Kamis, 18 September 2014

NILAI-NILAI KEISLAMAN




1.      Definisi Nilai Keislaman
Kata nilai dalam kamus besar Bahasa Indonesia berarti harga. Nilai memiliki makna yang berbeda bila berada pada konteks yang berbeda pula. Dalam konteks  akademik nilai bisa berarti angka kepandaian, ”rata – rata nilai mata pelajaran matematika”. Dalam konteks yang lain nilai berarti kadar, ”nilai gizi berbagai jeruk hampir sama.”[1]
Mulyana mendefinisikan ”nilai adalah rujukan dan keyakinan dalam menentukan pilihan.”[2]
 Pengertian ini tidak secara eksplisit menyebutkan ciri – ciri spesifik seperti  norma, keyakinan, cara, sifat dan ciri – ciri yang lain. Namun definisi tersebut menawarkan pertimbangan nilai bagi yang akan menganutnya. Seseorang dapat memilih suatu nilai sebagai dasar untuk berprilaku berdasarkan keyakinan yang ia miliki.
Guna memperoleh pengertian mengenai nilai keislaman, selanjutnya penulis  akan mendefinisikan tentang agama, karena Islam merupakan salah satu agama.  Dalam bahasa latin agama diucapkan dengan kata Religios, sedangkan dalam bahasa Belanda dikenal dengan kata Religie. Kata ini berasal dari ”re” dan ”eligare”, yang berarti memilih kembali.[3] Yakni memilih kembali ke jalan Tuhan setelah sebelumnya berada pada jalan yang sesat.
Dalam bahasa Arab kata dien digunakan untuk menyebutkan ”agama”. Dien mengandung arti menguasai, menundukkan, patuh, hutang, balasan, dan kebiasaan.[4] Hal ini memang sejalan dengan apa yang  terkandung dalam agama mengenai syariat yang harus dipatuhi, keharusan tunduk terhadap Tuhan, dan juga adanya pahala, siksa, surga, dan neraka sebagai balasan.
Islam sebagai agama adalah risalah yang disampaikan oleh Allah kepada Rasul-Nya (Muhammad Saw.) sebagai petunjuk bagi manusia dan hukum – hukum sempurna untuk dipergunakan manusia dalam menyelenggarakan tata cara hidup serta mengatur hubungan dengan Tuhan (hablu minallah), sesama manusia (hablu minannas), dan alam sekitar.[5]
Dengan demikian nilai ke-Islaman dapat didefinisikan sebagai konsep dan keyakinan yang dijunjung tinggi oleh manusia mengenai beberapa masalah pokok yang berhubungan dengan Islam untuk dijadikan pedoman dalam bertingkah laku, baik nilai bersumber dari Allah maupun  hasil  interaksi  manusia  tanpa bertentangan dengan syariat.

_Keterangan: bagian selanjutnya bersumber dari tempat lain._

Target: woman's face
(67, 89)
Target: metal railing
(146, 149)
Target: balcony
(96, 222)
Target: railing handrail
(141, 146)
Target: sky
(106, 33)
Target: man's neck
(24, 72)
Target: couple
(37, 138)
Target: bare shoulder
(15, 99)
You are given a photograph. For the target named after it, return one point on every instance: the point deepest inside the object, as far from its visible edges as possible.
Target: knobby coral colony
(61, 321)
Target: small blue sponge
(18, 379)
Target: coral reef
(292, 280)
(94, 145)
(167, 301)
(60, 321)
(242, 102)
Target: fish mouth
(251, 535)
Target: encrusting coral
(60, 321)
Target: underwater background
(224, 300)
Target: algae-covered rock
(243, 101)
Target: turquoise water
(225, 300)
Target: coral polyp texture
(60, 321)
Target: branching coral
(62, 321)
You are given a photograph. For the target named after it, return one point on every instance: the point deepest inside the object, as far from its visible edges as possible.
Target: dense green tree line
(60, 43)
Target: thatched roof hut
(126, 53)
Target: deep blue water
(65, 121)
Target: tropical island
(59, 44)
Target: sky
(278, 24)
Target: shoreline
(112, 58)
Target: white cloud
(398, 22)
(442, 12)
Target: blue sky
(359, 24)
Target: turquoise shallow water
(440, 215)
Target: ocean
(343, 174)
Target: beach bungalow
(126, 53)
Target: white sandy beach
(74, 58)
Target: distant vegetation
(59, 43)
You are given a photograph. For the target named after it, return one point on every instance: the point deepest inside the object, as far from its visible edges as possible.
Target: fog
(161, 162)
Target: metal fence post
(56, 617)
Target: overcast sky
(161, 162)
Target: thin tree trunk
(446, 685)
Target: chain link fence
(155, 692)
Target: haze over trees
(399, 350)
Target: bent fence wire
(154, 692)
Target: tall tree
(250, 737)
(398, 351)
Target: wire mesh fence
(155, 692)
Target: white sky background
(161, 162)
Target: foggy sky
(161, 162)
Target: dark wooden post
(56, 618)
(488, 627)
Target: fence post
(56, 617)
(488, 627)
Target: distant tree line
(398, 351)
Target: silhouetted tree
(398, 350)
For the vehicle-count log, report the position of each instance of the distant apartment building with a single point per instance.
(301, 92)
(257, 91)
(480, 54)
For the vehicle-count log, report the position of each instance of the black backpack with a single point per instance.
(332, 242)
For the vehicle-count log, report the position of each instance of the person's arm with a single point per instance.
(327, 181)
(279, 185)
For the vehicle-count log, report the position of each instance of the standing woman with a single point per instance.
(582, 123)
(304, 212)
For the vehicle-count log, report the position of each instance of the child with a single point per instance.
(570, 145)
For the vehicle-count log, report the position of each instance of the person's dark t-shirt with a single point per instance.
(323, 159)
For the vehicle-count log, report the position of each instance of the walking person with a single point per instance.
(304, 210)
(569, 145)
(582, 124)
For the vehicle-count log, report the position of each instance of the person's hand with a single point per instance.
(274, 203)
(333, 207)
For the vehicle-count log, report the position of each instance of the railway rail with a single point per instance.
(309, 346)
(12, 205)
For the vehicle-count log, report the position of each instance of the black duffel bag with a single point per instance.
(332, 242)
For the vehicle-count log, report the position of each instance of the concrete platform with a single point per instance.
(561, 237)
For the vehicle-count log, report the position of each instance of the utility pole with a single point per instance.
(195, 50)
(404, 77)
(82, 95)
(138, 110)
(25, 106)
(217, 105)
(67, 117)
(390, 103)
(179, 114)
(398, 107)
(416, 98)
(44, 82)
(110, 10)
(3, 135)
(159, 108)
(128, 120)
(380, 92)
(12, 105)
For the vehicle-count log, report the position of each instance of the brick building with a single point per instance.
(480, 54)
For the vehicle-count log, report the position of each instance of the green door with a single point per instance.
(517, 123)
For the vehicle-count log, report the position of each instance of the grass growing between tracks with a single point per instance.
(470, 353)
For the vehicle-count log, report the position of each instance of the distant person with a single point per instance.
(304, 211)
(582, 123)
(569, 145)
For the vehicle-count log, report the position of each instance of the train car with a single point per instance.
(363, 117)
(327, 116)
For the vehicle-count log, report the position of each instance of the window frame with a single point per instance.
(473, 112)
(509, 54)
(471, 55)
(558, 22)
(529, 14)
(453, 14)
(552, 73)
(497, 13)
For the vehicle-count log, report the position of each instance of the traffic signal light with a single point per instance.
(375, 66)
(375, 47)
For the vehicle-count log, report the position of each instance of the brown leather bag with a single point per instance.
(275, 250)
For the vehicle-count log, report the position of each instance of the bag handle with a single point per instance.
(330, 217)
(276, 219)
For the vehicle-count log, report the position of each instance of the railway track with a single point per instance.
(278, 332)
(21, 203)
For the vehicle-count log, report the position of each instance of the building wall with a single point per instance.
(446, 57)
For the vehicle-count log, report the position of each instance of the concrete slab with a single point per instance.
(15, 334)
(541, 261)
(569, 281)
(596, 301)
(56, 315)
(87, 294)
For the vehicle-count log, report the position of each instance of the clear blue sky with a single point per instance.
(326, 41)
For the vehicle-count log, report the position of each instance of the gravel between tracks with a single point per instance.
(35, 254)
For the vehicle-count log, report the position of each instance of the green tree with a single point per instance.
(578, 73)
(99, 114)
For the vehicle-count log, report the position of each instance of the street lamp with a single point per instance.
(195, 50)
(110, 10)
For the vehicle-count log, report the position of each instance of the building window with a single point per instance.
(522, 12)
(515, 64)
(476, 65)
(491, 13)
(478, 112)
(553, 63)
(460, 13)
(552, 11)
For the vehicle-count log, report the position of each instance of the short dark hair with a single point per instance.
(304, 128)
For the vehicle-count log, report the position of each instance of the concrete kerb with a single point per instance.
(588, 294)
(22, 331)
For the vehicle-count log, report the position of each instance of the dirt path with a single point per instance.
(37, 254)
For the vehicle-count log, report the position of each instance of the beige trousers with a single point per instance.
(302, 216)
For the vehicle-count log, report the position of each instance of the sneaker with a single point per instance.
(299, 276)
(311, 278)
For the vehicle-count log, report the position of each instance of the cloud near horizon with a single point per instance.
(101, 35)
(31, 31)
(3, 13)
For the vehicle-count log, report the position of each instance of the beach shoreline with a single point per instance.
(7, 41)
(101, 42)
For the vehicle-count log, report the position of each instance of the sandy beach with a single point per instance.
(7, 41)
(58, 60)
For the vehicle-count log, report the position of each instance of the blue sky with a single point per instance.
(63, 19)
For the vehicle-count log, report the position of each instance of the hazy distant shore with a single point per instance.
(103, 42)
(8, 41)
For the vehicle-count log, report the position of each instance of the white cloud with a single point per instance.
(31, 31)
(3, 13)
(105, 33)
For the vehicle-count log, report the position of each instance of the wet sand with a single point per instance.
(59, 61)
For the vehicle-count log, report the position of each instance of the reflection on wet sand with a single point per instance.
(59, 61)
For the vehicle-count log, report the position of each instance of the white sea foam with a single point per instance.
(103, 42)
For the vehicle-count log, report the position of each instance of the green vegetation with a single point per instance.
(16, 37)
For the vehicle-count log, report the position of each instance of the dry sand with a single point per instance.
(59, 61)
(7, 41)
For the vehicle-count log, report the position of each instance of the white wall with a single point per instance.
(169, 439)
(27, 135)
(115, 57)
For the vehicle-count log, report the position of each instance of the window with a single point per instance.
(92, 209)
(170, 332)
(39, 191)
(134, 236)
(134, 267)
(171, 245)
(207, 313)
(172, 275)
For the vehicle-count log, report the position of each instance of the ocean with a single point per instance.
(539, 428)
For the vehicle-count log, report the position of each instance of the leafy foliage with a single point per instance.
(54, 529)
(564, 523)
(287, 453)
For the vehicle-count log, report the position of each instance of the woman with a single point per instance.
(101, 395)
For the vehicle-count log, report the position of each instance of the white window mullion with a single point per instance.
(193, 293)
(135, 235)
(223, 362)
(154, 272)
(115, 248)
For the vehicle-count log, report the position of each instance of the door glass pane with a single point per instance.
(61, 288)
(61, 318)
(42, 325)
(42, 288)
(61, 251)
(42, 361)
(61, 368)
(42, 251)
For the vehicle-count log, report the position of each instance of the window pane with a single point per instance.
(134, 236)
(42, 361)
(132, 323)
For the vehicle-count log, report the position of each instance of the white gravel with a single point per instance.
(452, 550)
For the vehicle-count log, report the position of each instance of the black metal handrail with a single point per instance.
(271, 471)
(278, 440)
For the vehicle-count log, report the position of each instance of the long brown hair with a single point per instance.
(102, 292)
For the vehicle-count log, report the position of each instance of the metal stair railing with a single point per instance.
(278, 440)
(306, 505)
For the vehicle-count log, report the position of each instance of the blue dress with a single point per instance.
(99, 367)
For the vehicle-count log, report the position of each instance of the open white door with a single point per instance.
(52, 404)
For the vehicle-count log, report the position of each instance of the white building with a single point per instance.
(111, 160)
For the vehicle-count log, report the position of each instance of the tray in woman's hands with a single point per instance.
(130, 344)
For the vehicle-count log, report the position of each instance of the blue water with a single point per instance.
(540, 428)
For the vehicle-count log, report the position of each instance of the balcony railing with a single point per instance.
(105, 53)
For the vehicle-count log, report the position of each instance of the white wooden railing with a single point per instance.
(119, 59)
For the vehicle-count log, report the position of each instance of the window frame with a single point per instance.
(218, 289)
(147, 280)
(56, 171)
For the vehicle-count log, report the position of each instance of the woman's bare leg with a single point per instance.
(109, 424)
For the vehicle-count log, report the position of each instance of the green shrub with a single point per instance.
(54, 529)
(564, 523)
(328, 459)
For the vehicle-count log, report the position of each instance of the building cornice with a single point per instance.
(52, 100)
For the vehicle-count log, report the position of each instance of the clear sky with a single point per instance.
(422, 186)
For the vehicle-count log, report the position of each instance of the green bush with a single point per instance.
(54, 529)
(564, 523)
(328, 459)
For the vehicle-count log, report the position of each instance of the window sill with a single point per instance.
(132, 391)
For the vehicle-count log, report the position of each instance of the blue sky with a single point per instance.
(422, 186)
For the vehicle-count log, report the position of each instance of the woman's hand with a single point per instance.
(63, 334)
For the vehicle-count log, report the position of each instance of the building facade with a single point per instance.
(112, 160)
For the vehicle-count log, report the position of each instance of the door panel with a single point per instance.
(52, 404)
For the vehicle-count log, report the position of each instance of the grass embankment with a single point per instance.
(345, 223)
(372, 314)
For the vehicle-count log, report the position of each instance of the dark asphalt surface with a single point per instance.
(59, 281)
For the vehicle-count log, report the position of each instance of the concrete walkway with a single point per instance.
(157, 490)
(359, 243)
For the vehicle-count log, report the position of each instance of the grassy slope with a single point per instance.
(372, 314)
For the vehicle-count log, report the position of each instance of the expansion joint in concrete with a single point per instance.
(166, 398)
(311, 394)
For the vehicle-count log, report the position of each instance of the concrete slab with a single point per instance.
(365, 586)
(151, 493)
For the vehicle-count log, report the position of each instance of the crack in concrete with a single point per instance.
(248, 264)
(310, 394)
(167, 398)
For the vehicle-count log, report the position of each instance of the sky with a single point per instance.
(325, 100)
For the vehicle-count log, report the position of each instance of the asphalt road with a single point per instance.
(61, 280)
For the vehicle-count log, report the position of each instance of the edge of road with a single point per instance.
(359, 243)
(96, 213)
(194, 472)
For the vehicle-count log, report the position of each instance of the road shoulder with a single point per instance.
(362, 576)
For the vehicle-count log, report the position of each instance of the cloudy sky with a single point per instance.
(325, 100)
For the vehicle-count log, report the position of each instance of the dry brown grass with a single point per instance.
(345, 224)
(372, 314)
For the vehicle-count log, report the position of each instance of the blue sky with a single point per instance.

2.      Macam-Macam Nilai Keislaman
Secara hakiki nilai agama merupakan nilai yang memiliki dasar kebenaran yang paling kuat dibandingkan dengan nilai-nilai lainnya. Nilai ini bersumber dari kebenaran tertinggi yang datang dari Tuhan. Struktur mental manusia dan kebenaran mistik-transendental merupakan dua sisi unggul yang dimiliki oleh nilai agama. Karena itu, nilai tertinggi yang harus dicapai adalah adanya keselarasan semua unsur kehidupan. Antara kehendak manusia dengan perintah Tuhan, antara ucapan dan tindakan, atau antara 'itiqad dan perbuatan.[6]
Agama Islam sebagai agama Allah yang disampaikan kepada Nabi Muhammad saw. memiliki kebenaran yang hakiki. Nilai-nilai dalam agama merupakan petunjuk, pedoman dan pendorong bagi manusia untuk memecahkan berbagai masalah hidup seperti ilmu agama, politik, ekonomi, sosial, budaya, dan militer, sehingga terbentuk pola motivasi, tujuan hidup dan perilaku manusia yang menuju kepada keridhaan Allah.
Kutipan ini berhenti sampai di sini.